Based on this realisation my report, adopted last November by the plenary of the European Parliament, underlined the importance of enlargement as the most important foreign policy of the EU and called for consistency, fairness and credibility of the process leading to accession. Fairness means that every country should be objectively judged for its own progress in fulfilling the Copenhagen criteria and that no additional conditions should be added up in the process. Consistency and credibility of the process implies that the EU should honour its commitments to the candidate countries and accept them as full members once the accession criteria have been fulfilled.

The report stressed, furthermore, the need to improve the communication of the benefit of enlargement for the actual citizens of the EU and for those of the candidate countries. The first, indeed, need to realise that enlargement is not only benefiting the new comers: it is a win-win process and the benefits are real in terms of peace and stability in Europe, as well as economic for both partied. The second, the citizens and the political elites of the Western Balkans, have to understand that the reforms on the way to Europe are first of all to their own interest and not imposed from abroad.
Finally, touching upon the most controversial issue, the bilateral issues, the report underlines the need for them to be resolved as early as possible in the accession process and preferably before the opening of the negotiations.
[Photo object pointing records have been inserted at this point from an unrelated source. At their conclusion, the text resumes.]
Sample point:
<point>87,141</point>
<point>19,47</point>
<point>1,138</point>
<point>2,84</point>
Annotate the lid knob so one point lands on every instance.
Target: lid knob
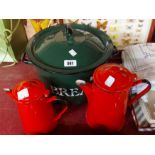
<point>69,34</point>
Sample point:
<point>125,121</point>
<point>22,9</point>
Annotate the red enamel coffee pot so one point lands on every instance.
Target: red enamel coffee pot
<point>35,107</point>
<point>108,96</point>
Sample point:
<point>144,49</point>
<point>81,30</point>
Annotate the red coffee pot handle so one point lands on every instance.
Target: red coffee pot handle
<point>132,100</point>
<point>58,116</point>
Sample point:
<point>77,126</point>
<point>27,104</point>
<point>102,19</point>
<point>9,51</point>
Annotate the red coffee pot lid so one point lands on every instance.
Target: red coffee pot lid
<point>113,77</point>
<point>29,90</point>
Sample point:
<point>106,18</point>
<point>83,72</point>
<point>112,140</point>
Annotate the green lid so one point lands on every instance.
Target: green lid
<point>69,49</point>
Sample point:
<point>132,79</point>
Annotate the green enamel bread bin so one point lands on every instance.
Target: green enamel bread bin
<point>65,53</point>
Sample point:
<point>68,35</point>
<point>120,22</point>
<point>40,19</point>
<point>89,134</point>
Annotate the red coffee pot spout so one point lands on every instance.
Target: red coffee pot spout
<point>9,92</point>
<point>86,87</point>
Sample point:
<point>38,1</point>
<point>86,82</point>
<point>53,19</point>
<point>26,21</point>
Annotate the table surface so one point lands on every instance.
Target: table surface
<point>72,122</point>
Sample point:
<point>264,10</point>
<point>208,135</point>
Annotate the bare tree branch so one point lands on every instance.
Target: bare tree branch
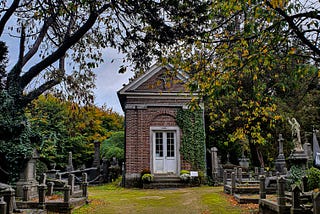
<point>8,14</point>
<point>68,43</point>
<point>295,29</point>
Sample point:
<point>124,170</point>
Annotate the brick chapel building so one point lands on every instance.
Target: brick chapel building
<point>152,135</point>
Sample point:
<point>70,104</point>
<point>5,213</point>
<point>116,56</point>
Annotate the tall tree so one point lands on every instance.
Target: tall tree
<point>242,64</point>
<point>55,35</point>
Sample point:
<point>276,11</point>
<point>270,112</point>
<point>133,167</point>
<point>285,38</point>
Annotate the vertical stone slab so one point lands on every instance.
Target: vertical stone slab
<point>96,158</point>
<point>316,202</point>
<point>42,196</point>
<point>71,183</point>
<point>28,177</point>
<point>214,162</point>
<point>66,198</point>
<point>50,188</point>
<point>3,206</point>
<point>26,196</point>
<point>233,182</point>
<point>281,200</point>
<point>69,167</point>
<point>256,173</point>
<point>295,208</point>
<point>262,189</point>
<point>84,185</point>
<point>240,174</point>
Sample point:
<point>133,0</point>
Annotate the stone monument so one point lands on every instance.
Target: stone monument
<point>96,159</point>
<point>280,162</point>
<point>70,165</point>
<point>28,177</point>
<point>244,161</point>
<point>297,157</point>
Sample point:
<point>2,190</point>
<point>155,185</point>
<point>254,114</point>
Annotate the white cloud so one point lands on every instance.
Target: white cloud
<point>109,81</point>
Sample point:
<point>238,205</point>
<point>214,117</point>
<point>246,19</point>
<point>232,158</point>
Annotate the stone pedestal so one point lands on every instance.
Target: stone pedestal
<point>28,178</point>
<point>244,162</point>
<point>96,158</point>
<point>298,158</point>
<point>280,162</point>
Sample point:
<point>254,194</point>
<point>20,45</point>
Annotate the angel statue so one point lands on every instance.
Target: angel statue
<point>295,128</point>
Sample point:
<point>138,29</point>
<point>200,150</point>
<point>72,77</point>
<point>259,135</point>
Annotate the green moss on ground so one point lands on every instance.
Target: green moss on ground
<point>111,199</point>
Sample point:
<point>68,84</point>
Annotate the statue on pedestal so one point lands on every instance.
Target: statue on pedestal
<point>295,128</point>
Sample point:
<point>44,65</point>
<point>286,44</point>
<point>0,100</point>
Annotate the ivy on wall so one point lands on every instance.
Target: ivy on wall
<point>193,137</point>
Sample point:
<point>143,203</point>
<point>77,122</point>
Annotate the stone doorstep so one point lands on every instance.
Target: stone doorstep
<point>31,211</point>
<point>247,198</point>
<point>52,205</point>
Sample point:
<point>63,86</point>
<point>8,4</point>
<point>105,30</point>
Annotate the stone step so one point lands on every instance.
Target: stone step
<point>31,211</point>
<point>166,179</point>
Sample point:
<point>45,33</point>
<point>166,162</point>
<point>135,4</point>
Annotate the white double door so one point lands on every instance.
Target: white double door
<point>165,152</point>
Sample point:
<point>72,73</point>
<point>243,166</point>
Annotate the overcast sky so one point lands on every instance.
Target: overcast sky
<point>109,81</point>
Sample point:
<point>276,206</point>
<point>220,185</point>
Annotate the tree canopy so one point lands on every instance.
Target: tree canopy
<point>60,42</point>
<point>249,65</point>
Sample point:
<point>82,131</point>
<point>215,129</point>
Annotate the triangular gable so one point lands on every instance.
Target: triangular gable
<point>159,82</point>
<point>157,79</point>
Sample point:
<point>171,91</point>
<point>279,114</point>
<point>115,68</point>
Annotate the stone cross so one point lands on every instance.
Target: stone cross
<point>280,140</point>
<point>214,161</point>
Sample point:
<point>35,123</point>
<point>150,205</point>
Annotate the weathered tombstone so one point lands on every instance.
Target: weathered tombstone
<point>70,164</point>
<point>214,162</point>
<point>42,196</point>
<point>28,177</point>
<point>240,175</point>
<point>52,172</point>
<point>66,194</point>
<point>244,161</point>
<point>262,189</point>
<point>25,193</point>
<point>281,198</point>
<point>43,178</point>
<point>316,202</point>
<point>50,188</point>
<point>7,193</point>
<point>297,157</point>
<point>295,208</point>
<point>71,183</point>
<point>233,182</point>
<point>280,162</point>
<point>84,185</point>
<point>3,206</point>
<point>105,171</point>
<point>256,173</point>
<point>225,175</point>
<point>96,158</point>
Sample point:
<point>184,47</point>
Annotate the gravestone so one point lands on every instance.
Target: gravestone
<point>298,156</point>
<point>244,161</point>
<point>70,165</point>
<point>28,178</point>
<point>96,159</point>
<point>280,162</point>
<point>214,162</point>
<point>52,172</point>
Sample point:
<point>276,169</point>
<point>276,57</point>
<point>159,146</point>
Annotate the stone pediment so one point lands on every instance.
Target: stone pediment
<point>159,82</point>
<point>158,79</point>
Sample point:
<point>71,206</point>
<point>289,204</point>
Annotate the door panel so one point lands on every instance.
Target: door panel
<point>165,160</point>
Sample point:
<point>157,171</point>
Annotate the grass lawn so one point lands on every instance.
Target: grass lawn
<point>111,199</point>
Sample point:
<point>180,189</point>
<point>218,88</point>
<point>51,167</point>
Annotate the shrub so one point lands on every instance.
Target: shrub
<point>184,172</point>
<point>295,176</point>
<point>147,178</point>
<point>313,175</point>
<point>145,171</point>
<point>185,177</point>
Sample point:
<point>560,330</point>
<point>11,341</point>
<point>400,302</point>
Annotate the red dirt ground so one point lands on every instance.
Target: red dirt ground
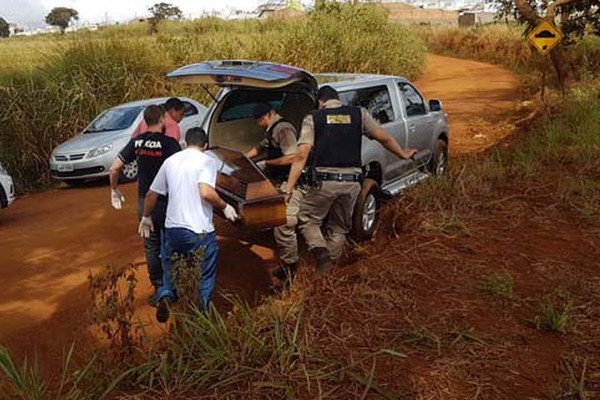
<point>51,240</point>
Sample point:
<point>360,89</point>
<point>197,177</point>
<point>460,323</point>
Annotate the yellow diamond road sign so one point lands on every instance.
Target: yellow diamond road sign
<point>544,37</point>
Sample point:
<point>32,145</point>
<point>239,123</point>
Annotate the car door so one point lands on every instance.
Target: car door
<point>192,117</point>
<point>418,120</point>
<point>377,100</point>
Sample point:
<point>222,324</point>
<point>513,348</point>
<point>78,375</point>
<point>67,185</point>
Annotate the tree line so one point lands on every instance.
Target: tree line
<point>62,17</point>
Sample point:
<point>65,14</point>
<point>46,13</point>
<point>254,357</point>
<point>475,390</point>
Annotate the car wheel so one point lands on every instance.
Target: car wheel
<point>129,172</point>
<point>439,163</point>
<point>3,198</point>
<point>75,182</point>
<point>364,219</point>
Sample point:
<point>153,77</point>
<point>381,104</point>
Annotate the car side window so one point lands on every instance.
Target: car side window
<point>190,109</point>
<point>375,99</point>
<point>242,104</point>
<point>413,102</point>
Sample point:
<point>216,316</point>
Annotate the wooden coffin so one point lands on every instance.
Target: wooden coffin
<point>243,185</point>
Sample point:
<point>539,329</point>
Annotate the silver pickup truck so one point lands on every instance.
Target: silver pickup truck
<point>393,101</point>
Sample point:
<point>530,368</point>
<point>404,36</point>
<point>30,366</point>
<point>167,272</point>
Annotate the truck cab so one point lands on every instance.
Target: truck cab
<point>393,101</point>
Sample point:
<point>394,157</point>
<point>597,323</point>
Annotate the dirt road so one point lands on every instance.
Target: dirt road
<point>49,241</point>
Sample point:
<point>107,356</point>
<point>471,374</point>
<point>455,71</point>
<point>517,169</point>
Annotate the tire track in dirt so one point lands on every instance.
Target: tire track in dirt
<point>51,240</point>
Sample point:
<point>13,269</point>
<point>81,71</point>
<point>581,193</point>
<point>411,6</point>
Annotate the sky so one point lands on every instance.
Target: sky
<point>32,12</point>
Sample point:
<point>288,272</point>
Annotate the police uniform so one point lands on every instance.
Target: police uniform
<point>335,134</point>
<point>281,140</point>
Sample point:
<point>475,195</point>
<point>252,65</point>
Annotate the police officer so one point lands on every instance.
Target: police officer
<point>279,146</point>
<point>151,148</point>
<point>334,134</point>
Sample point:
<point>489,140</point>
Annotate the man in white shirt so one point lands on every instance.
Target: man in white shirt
<point>188,178</point>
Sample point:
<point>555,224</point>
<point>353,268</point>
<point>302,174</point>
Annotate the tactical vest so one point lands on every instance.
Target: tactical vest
<point>338,137</point>
<point>274,152</point>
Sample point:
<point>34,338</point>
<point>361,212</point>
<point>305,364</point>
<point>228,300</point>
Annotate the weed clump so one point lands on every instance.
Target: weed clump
<point>501,284</point>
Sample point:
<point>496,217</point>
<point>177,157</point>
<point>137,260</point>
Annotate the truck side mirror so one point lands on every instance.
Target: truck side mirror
<point>435,105</point>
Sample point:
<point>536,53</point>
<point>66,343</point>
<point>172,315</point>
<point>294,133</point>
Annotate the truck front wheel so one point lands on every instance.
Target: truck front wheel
<point>439,162</point>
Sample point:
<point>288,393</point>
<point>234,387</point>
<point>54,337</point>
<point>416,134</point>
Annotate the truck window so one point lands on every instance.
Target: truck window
<point>190,109</point>
<point>375,99</point>
<point>413,102</point>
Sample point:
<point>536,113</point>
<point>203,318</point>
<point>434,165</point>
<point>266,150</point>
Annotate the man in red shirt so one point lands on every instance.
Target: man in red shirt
<point>175,111</point>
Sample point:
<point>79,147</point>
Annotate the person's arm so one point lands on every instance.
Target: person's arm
<point>390,144</point>
<point>209,194</point>
<point>281,161</point>
<point>288,142</point>
<point>376,132</point>
<point>115,172</point>
<point>125,156</point>
<point>254,152</point>
<point>149,203</point>
<point>173,130</point>
<point>297,167</point>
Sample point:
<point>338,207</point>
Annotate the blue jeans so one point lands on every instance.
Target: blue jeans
<point>153,244</point>
<point>182,241</point>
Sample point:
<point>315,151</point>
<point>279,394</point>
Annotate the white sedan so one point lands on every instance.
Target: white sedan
<point>7,189</point>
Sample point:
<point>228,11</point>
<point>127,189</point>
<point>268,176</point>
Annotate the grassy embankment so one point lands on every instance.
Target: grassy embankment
<point>55,84</point>
<point>506,45</point>
<point>463,306</point>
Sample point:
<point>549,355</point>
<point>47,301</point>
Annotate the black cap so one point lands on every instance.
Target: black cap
<point>261,109</point>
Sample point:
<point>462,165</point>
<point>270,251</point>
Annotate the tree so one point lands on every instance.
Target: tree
<point>162,11</point>
<point>4,28</point>
<point>61,17</point>
<point>572,17</point>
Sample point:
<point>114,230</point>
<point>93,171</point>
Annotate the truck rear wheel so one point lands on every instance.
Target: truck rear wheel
<point>364,219</point>
<point>439,162</point>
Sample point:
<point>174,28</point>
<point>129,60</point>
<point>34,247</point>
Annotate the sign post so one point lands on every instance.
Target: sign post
<point>544,37</point>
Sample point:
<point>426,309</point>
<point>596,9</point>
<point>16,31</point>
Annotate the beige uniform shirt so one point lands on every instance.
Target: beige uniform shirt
<point>284,136</point>
<point>307,134</point>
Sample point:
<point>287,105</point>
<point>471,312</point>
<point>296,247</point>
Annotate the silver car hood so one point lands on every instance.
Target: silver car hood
<point>88,141</point>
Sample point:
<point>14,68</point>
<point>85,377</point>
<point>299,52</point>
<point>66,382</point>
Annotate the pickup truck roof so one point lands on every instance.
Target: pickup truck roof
<point>342,79</point>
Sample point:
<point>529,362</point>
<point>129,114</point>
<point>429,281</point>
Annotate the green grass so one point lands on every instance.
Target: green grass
<point>54,85</point>
<point>506,45</point>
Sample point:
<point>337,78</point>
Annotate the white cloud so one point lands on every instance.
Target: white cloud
<point>26,12</point>
<point>118,10</point>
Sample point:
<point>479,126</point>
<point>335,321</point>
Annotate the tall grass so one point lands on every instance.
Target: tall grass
<point>66,81</point>
<point>506,45</point>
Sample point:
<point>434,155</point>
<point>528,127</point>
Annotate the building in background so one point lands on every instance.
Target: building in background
<point>280,8</point>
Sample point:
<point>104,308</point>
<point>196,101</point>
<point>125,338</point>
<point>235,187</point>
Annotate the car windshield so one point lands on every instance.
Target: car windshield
<point>114,119</point>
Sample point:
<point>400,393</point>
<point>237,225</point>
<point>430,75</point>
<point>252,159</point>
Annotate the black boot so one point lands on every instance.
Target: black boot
<point>286,271</point>
<point>324,262</point>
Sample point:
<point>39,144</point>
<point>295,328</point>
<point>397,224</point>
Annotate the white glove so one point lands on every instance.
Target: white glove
<point>262,165</point>
<point>117,199</point>
<point>145,227</point>
<point>230,213</point>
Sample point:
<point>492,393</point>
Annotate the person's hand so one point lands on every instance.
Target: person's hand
<point>230,213</point>
<point>262,165</point>
<point>410,153</point>
<point>146,227</point>
<point>117,199</point>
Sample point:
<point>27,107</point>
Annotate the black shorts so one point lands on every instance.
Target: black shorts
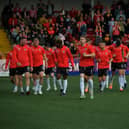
<point>12,71</point>
<point>102,72</point>
<point>37,70</point>
<point>86,70</point>
<point>48,71</point>
<point>62,71</point>
<point>22,70</point>
<point>115,66</point>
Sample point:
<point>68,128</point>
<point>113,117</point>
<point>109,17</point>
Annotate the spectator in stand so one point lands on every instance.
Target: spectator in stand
<point>98,6</point>
<point>33,13</point>
<point>117,10</point>
<point>111,24</point>
<point>13,21</point>
<point>43,19</point>
<point>121,14</point>
<point>86,7</point>
<point>17,10</point>
<point>107,16</point>
<point>6,14</point>
<point>50,8</point>
<point>127,27</point>
<point>116,31</point>
<point>125,40</point>
<point>14,32</point>
<point>97,17</point>
<point>122,26</point>
<point>82,28</point>
<point>99,30</point>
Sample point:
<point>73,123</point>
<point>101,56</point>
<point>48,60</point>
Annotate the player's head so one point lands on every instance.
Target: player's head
<point>118,42</point>
<point>36,42</point>
<point>102,44</point>
<point>47,46</point>
<point>13,45</point>
<point>82,39</point>
<point>59,43</point>
<point>23,41</point>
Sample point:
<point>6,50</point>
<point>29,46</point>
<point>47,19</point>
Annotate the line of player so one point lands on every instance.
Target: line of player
<point>28,60</point>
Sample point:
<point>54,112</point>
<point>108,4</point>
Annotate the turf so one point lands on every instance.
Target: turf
<point>109,110</point>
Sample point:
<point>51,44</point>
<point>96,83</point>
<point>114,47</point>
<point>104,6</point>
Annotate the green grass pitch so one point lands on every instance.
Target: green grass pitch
<point>109,110</point>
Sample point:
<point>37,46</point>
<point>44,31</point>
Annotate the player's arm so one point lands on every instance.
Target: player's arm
<point>92,53</point>
<point>15,57</point>
<point>54,57</point>
<point>97,57</point>
<point>30,58</point>
<point>7,61</point>
<point>110,57</point>
<point>70,57</point>
<point>45,57</point>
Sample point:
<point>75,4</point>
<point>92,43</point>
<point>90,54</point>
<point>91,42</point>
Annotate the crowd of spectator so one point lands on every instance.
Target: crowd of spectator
<point>44,22</point>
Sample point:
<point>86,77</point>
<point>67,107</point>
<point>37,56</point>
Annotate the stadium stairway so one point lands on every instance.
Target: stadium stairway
<point>5,46</point>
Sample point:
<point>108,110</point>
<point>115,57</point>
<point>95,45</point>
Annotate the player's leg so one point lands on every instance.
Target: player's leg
<point>82,83</point>
<point>121,79</point>
<point>107,80</point>
<point>89,73</point>
<point>124,72</point>
<point>12,79</point>
<point>59,81</point>
<point>121,76</point>
<point>111,78</point>
<point>36,81</point>
<point>103,83</point>
<point>54,80</point>
<point>27,81</point>
<point>41,74</point>
<point>47,72</point>
<point>86,84</point>
<point>20,79</point>
<point>65,81</point>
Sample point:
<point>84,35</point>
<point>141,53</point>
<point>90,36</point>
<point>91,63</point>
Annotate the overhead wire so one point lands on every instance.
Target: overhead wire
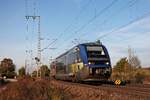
<point>93,18</point>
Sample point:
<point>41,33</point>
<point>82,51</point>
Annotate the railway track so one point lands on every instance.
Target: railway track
<point>141,92</point>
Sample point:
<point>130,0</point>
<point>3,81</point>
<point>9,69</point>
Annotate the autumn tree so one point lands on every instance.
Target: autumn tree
<point>7,68</point>
<point>22,72</point>
<point>34,74</point>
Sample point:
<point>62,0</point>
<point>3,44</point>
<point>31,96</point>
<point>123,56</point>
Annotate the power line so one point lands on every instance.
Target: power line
<point>125,25</point>
<point>93,18</point>
<point>76,18</point>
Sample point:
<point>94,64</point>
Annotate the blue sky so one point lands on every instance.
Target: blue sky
<point>69,18</point>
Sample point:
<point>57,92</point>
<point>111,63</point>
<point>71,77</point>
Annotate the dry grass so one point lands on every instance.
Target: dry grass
<point>30,89</point>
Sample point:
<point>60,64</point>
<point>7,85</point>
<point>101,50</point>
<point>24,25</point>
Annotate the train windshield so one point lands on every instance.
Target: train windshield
<point>96,54</point>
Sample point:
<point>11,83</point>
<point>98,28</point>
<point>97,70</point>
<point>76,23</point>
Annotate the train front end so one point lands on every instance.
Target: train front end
<point>96,61</point>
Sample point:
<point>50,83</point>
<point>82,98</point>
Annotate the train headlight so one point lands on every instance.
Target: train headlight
<point>107,63</point>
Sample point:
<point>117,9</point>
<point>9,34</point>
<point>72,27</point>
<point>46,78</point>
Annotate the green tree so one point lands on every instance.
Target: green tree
<point>34,74</point>
<point>121,68</point>
<point>7,68</point>
<point>22,72</point>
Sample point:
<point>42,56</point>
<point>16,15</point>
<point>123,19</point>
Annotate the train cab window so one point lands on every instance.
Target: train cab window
<point>95,51</point>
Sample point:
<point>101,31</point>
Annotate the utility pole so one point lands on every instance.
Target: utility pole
<point>38,58</point>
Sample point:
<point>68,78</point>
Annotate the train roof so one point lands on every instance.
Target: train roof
<point>97,43</point>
This approach has proved already its usefulness in the case of Serbia with the historic agreement between Belgrade and Pristina and it is our hope that it will bear fruits in other cases.

Now coming to the position of Greece in view of its rotating EU presidency, I think that it is broadly influenced by the events in Europe, the overall mood about enlargement, and the actual timing of this presidency.

My country, as you know, has always been a promoter and a supporter of the accession of all Western Balkans in the EU. Greece organised, indeed, the 2003 Thessaloniki summit that gave the promise of European integration to the Western Balkans and since then it tried to keep it high on the agenda. Back in 2009, George Papandreou called for a new roadmap for the accession of all the countries of the region, proposing to have a second Summit between the EU and Western Balkan countries during the Greek presidency in 2014 with the view to set a target date for this accession. The symbolic year 2018, a hundred years after the end of the First Word War, was identified. However, if at the time this date was considered realistic, now it is probably not. As a result of the economic crisis and the situation that I have just described, I regret to say it but my country had to abandon this idea.

After the accession of Croatia, the EU enters a phase of reflection or if you prefer consolidation making new accessions unlikely in the running decade. So the timing is not the most appropriate for bold moves.

Greece, in line with the Trio programme undersigned with Ireland and Lithuania, will make its best to ensure continued momentum of the enlargement agenda. What this will mean in practise is still not clear. Most probably Athens will try to be inventive and organise some other initiatives. Realistically speaking, however, Greece can only hope to be the one to start the accession negotiation with Serbia, to organise the intergovernmental Conference and open chapters 23 and 24 during its presidency. In the meantime, indeed, there is a good probability that Albania will be granted candidate status in December and under Lithuanian presidency, due to the overall good conduct of the recent elections and fulfilment of key priorities identified back in December 2012, again without a precise date for the opening of the negotiation. For the rest, no major developments are expected and Greece will have to administer the ongoing business of enlargement.